Colloque international organisé par le Laboratoire de recherche historique Rhône-Alpes (Université de Lyon, ENS LSH, Lyon 2) et le Centre d’histoire sociale du XXe siècle (Université Paris 1)
Comité d’organisation
Clémence Cardon-Quint, ENS Lyon-LARHRA.
Renaud d’Enfert, ENS Lyon-LARHRA.
Laurent Frajerman, université Panthéon-Sorbonne (Paris 1), CHS.
Emmanuelle Picard, ENS Lyon-LARHRA.
Marianne Thivend, université Lumière (Lyon 2), LARHRA.
Comité scientifique
Florent Champy, sociologie, EHESS, CESPRA.
Jean-Michel Chapoulie, sociologie, université Panthéon-Sorbonne (Paris 1).
Hélène Gispert, histoire des sciences, université Paris-Sud (Paris 11), GHDSO.
Jean-Noël Luc, histoire, université Paris-Sorbonne (Paris 4), Centre d’histoire du XIXe siècle.
Antoine Prost , histoire, université Panthéon-Sorbonne (Paris 1).
Bernard Pudal, science politique, université Paris-Ouest (Paris 10), CSU.
André Robert, sciences de l’éducation, université Lumière (Lyon 2), EDUCPOL.
Rebecca Rogers, sciences de l’éducation, université Paris-Descartes (Paris 5), CERLIS.
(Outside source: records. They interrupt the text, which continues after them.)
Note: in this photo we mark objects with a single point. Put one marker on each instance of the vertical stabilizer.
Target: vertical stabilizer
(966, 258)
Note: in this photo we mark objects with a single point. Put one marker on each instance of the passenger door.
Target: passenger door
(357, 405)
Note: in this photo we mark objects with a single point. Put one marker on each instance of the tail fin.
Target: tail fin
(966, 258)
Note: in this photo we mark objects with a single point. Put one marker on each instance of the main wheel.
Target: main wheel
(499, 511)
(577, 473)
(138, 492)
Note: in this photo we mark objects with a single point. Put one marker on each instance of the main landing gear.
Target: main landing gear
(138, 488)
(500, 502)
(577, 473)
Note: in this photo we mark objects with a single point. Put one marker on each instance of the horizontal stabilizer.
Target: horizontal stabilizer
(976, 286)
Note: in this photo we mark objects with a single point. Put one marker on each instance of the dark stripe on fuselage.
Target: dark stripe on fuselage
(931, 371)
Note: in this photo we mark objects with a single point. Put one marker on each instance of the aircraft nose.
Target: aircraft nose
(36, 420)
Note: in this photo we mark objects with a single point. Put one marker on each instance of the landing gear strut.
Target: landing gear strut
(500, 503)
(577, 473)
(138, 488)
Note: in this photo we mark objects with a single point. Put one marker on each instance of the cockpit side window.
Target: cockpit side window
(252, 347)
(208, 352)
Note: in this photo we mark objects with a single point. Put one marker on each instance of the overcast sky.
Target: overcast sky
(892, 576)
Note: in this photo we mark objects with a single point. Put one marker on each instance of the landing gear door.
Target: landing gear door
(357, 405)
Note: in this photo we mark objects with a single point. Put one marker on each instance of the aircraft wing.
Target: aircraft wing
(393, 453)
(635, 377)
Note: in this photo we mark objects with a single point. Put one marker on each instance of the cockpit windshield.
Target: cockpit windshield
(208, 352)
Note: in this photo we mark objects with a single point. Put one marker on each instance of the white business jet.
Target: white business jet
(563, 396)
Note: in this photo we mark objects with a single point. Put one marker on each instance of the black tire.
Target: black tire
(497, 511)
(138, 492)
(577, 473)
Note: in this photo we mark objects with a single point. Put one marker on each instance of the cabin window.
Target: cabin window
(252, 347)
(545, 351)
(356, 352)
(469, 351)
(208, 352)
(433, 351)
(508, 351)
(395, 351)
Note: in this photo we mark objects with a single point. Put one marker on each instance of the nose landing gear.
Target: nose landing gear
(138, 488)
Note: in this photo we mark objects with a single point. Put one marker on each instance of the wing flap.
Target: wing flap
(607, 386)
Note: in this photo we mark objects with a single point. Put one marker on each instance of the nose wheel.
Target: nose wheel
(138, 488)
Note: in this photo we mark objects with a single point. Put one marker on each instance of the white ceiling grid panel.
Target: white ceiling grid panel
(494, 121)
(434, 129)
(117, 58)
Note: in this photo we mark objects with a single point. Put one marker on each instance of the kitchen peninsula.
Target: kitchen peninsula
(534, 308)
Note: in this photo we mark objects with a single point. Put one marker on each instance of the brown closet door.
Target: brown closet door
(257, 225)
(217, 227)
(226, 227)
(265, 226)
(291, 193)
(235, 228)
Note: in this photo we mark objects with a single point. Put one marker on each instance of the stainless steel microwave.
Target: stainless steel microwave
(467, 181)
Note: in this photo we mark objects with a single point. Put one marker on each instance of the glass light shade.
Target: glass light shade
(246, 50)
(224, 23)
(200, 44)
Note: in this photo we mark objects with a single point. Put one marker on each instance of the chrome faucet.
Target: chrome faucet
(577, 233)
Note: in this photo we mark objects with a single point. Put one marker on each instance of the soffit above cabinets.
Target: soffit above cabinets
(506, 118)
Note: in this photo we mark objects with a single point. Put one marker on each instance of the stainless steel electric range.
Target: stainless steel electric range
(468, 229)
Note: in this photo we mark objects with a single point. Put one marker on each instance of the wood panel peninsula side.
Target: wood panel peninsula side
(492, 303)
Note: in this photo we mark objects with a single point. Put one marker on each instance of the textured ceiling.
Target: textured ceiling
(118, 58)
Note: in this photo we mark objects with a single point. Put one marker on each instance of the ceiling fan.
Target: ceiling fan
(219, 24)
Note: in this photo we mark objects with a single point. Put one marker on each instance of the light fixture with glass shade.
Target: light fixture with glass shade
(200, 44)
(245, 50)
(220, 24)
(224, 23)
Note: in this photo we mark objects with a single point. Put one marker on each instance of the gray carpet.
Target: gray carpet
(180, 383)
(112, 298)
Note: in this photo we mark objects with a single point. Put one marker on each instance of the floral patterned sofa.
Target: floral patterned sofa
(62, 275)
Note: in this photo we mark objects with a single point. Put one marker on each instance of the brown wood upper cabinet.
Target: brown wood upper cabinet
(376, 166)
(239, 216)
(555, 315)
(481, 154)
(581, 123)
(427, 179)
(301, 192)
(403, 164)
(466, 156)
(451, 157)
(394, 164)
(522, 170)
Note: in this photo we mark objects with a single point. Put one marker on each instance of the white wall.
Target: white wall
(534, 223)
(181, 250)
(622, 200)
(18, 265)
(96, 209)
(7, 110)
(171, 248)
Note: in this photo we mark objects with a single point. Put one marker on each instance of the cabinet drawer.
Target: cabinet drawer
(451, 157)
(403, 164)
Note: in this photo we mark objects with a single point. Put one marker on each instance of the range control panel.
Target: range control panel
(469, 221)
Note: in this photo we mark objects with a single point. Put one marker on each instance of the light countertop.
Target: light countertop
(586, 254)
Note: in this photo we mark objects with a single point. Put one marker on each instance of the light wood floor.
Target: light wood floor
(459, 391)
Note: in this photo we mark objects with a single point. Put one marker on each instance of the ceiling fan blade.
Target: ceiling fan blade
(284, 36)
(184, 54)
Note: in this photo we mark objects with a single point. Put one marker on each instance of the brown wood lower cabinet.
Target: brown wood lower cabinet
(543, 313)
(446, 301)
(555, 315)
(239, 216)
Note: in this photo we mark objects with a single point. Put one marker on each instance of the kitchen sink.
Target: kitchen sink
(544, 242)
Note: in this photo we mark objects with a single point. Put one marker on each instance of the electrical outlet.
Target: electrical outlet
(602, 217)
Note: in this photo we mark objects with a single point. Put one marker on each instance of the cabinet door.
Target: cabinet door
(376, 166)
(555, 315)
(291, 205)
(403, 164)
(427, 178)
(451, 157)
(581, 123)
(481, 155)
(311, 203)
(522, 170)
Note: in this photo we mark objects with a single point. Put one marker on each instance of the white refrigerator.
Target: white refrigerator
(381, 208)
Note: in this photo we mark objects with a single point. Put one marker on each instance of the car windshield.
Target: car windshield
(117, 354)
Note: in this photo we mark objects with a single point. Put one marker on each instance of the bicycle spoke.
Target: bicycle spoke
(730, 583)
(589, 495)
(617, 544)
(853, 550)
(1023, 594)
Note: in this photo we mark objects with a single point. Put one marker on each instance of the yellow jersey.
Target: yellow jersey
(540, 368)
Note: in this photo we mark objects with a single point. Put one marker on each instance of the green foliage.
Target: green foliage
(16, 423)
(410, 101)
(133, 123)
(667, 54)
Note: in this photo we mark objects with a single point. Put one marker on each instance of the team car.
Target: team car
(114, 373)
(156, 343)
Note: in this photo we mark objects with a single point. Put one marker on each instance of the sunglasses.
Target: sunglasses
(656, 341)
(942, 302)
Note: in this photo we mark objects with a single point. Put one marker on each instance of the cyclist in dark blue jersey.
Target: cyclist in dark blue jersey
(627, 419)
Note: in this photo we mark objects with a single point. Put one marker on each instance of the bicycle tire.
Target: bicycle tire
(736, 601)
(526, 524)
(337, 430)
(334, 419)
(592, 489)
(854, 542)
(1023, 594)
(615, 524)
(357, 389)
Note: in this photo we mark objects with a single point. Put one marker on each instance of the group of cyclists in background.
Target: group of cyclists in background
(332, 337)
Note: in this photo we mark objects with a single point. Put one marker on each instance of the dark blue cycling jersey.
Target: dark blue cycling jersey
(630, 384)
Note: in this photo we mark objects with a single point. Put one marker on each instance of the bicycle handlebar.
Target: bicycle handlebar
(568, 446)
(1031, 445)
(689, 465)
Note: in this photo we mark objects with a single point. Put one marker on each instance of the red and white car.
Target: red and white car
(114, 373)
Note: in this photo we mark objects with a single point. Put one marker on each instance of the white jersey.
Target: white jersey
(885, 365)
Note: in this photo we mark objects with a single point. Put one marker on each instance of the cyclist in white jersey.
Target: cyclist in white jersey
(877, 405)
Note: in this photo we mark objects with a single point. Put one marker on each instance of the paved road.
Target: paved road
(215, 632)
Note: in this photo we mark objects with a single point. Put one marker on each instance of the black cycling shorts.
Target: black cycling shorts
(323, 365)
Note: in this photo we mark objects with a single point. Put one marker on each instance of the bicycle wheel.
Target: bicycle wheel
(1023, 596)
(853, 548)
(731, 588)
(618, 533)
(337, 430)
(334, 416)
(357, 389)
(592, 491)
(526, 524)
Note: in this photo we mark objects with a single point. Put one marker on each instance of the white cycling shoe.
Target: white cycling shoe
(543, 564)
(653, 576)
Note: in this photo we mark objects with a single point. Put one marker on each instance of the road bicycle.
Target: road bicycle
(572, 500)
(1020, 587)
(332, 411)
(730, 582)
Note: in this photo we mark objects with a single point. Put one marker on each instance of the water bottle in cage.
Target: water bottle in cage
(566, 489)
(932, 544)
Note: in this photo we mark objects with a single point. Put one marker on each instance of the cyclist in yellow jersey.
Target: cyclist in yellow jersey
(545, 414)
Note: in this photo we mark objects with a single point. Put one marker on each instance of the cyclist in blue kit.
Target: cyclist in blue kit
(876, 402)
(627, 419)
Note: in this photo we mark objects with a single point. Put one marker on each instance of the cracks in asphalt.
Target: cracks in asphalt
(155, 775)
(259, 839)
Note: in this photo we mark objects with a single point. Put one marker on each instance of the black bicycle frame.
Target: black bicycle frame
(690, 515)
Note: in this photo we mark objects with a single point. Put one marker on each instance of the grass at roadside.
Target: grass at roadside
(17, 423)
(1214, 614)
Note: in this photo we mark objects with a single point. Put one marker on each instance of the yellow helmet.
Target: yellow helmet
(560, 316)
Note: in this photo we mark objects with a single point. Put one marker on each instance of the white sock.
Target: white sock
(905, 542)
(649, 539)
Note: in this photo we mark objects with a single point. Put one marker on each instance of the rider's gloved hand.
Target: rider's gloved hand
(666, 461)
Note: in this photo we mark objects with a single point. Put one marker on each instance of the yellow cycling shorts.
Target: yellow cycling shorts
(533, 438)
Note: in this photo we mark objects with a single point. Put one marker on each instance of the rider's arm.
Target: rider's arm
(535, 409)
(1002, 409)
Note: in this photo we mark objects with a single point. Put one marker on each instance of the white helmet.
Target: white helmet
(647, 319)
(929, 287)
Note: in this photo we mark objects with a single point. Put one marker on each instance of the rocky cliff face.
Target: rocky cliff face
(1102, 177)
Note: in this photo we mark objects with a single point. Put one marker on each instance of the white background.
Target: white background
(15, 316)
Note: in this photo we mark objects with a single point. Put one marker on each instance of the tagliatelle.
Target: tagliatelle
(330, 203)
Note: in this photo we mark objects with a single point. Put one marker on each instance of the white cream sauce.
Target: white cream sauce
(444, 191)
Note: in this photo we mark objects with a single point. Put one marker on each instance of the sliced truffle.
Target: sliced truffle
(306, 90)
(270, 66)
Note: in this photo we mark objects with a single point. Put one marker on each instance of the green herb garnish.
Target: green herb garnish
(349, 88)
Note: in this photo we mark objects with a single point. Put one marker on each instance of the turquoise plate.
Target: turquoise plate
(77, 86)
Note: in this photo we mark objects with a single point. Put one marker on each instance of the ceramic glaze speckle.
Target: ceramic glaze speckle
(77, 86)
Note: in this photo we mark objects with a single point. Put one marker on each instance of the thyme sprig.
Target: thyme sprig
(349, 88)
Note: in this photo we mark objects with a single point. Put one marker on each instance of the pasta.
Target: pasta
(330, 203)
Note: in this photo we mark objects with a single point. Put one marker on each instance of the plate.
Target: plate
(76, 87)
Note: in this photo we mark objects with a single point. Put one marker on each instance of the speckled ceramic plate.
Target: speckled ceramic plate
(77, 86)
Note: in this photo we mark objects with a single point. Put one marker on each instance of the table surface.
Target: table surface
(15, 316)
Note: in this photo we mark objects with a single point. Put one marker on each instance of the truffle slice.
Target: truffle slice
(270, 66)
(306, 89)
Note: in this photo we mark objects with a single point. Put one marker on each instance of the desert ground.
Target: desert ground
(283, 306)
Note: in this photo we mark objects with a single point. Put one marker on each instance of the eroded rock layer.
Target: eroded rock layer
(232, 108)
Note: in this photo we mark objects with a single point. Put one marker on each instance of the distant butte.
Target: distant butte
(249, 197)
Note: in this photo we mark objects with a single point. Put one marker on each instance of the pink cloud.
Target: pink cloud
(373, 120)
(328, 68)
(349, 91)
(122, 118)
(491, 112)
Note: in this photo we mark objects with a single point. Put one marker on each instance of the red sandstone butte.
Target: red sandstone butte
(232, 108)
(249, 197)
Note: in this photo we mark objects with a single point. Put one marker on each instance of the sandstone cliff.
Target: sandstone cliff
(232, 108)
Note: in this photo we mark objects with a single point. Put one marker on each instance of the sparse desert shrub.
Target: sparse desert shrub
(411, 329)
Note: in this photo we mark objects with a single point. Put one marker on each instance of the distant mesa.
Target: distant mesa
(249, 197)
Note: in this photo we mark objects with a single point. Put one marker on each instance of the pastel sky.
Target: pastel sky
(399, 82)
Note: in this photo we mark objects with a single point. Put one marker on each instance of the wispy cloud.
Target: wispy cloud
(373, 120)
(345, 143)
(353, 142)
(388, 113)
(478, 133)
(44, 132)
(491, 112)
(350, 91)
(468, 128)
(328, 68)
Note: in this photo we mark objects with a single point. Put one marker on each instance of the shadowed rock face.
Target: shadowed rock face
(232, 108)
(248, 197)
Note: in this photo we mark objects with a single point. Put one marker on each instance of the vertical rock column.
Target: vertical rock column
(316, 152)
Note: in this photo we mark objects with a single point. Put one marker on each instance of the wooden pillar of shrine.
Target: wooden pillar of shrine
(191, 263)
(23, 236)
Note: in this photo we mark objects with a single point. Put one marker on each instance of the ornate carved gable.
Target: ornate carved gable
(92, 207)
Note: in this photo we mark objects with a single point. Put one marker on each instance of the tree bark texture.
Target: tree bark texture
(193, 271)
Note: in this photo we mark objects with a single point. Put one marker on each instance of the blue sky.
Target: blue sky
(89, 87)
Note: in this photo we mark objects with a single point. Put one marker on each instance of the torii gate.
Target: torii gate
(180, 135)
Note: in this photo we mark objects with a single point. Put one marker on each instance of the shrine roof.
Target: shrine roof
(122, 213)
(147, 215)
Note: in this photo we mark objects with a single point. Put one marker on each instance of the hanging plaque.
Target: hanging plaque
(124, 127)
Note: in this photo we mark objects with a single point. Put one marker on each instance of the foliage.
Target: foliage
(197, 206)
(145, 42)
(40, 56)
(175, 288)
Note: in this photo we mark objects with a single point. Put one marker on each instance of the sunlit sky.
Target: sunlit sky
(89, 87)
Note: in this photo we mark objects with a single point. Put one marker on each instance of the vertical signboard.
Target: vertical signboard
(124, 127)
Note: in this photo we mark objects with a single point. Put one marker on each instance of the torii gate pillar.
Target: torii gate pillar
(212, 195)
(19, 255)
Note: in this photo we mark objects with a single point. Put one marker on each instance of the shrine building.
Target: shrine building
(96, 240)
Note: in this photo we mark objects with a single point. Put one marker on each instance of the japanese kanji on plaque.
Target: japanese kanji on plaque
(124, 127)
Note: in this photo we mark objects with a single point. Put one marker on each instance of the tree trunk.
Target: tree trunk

La Belle Époque fut, pour le monde enseignant français, une période d’effervescence : des associations d’enseignants de périmètres, d’objets, et de statuts divers virent le jour en l’espace de quelques années, profitant notamment du cadre institué par la loi de 1901. Dans cette nébuleuse, les associations de spécialistes formèrent bientôt une catégorie à part entière : regroupant les professeurs « spécialistes » d’une discipline, membres, dans la plupart des cas, de l’enseignement secondaire public, elles se plaçaient à la croisée des terrains corporatiste – défense des intérêts particuliers d’une catégorie d’enseignant – et pédagogique – défense et promotion d’une discipline.
Ces associations de spécialistes, acteurs essentiels du système éducatif, méritent d’être mieux connues. Certes, elles ont parfois retenu l’attention des historiens des disciplines, soucieux de comprendre leur rôle dans l’évolution des programmes et des pratiques d’enseignement. Mais il reste encore à saisir les modes d’inscription complexes de ces associations dans l’espace du militantisme enseignant. Or, dans ce domaine, l’attention des chercheurs s’est longtemps concentrée sur le syndicalisme, négligeant les autres formes d’engagement. De plus, l’histoire et la sociologie du corps enseignant ont le plus souvent ignoré les clivages disciplinaires. Seuls quelques travaux permettent donc d’ancrer l’étude de cette forme de militantisme sur une connaissance précise de la morphologie des groupes étudiés. Enfin, le caractère international de ce phénomène a très rarement été pris en compte, lors même que des associations similaires existent dans bon nombre de pays.
Ce colloque a donc pour but de proposer une saisie globale de cet objet de recherche que constituent les associations de spécialistes, afin d’éclairer non pas seulement le devenir de telle ou telle discipline mais les mutations du système éducatif, du corps enseignant et de ses diverses formes de militantisme. En effet, au cours du XX° siècle, la démocratisation du système scolaire s’est accompagnée d’une transformation du rôle des professeurs de l’enseignement secondaire, et d’un bouleversement des hiérarchies disciplinaires. En outre, depuis la fin des années 1980, s’est opérée une véritable redéfinition du métier enseignant. Il s’agit, en définitive, de comprendre le rôle joué par les associations de spécialistes – en partenariat ou en concurrence avec les autres associations et syndicats – dans ces différentes évolutions.